Family offices try to be at the forefront of smart investment decisions. How do you think they can have a more complete view of their portfolio?
It’s wild that a significant percentage of family offices and other sophisticated investors don’t know key information on their portfolios. This can include the value of their investments; how their investments are performing; and their total unfunded commitments across private equity, which amount to future payment liabilities. With the sheer volume of private investments that we’re seeing from our hundreds of family office clients, it’s becoming increasingly important to have a smart workflow solution that offers unique insights into individual investments and portfolios.
How can family offices minimize pain points in their tax reporting?
Don't delay the process of getting tax-ready. The collection of K-1s and other documentation is an extremely time-consuming process. There is also the potential for the documents you receive to be inaccurate or instances where you were not the intended recipient. It's important to have structure to tackle this burdensome administrative responsibility.
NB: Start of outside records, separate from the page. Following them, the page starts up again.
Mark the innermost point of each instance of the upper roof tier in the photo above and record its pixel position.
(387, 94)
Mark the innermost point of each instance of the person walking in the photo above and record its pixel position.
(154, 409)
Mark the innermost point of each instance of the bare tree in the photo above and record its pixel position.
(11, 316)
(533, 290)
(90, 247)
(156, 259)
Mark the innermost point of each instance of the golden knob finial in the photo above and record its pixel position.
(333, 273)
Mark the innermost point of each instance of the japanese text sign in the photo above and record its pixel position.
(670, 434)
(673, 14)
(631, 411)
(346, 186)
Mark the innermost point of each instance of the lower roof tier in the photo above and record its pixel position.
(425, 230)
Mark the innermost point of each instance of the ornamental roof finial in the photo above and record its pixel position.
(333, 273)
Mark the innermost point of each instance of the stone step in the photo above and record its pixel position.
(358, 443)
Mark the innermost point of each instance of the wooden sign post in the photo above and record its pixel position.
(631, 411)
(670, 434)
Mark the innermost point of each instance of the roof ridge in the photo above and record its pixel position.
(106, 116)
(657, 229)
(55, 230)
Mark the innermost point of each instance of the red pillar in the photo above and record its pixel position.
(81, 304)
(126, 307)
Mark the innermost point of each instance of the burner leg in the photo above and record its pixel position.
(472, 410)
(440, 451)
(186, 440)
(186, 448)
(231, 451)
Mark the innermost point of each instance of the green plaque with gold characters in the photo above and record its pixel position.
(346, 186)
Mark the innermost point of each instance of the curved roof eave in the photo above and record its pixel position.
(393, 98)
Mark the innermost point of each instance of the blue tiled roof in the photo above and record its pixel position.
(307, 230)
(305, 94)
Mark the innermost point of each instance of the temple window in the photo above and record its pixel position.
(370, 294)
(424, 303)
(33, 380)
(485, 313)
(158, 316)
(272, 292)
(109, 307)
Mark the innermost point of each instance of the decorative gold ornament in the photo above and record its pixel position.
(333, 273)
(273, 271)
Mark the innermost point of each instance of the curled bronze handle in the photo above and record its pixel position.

Get to know the nuances of the hurdles that come along with private markets investing. For example, funds of funds historically provide their tax documents later than other vehicles. This is because they are unable to prepare a final K-1 until they receive all underlying K-1s of their investments. Once you have a stronger understanding of the different pieces of the puzzle, like K-1 arrival dates, you can ensure you don’t run into any unforeseen challenges.
What are the common mistakes you’re seeing families make when it comes to taxation?
It's critical to understand the complete picture of your private markets investments. Most investors do not have an accurate view of the after-tax return for their investments, let alone the actual return for their investments.
There are various opportunities for families to minimize their tax burden based on the investments they're allocated to. For example, within real estate investments, there is the option to report depreciation of assets for possible tax deductions. Additionally, if an actively traded hedge fund reported losses, those may also be disclosed for potential tax benefits. Overall, it's important to have a tax expert on your side that understands these complexities and who can ensure they are addressed appropriately.
What do you see as some of the most difficult challenges family offices face today?
There’s more optionality, information and complexity than ever before. Markets move quickly, and the types of investments available to family offices are also evolving quickly. It’s easy to get bogged down in a deluge of paperwork and logistics.
What does the future hold for private markets investing, in your opinion?
We’ll continue to see the proliferation of alternative investments, where private market investments will increase as a percentage of an individual or family’s overall asset allocation, to where they may make up the majority of a portfolio for many investors.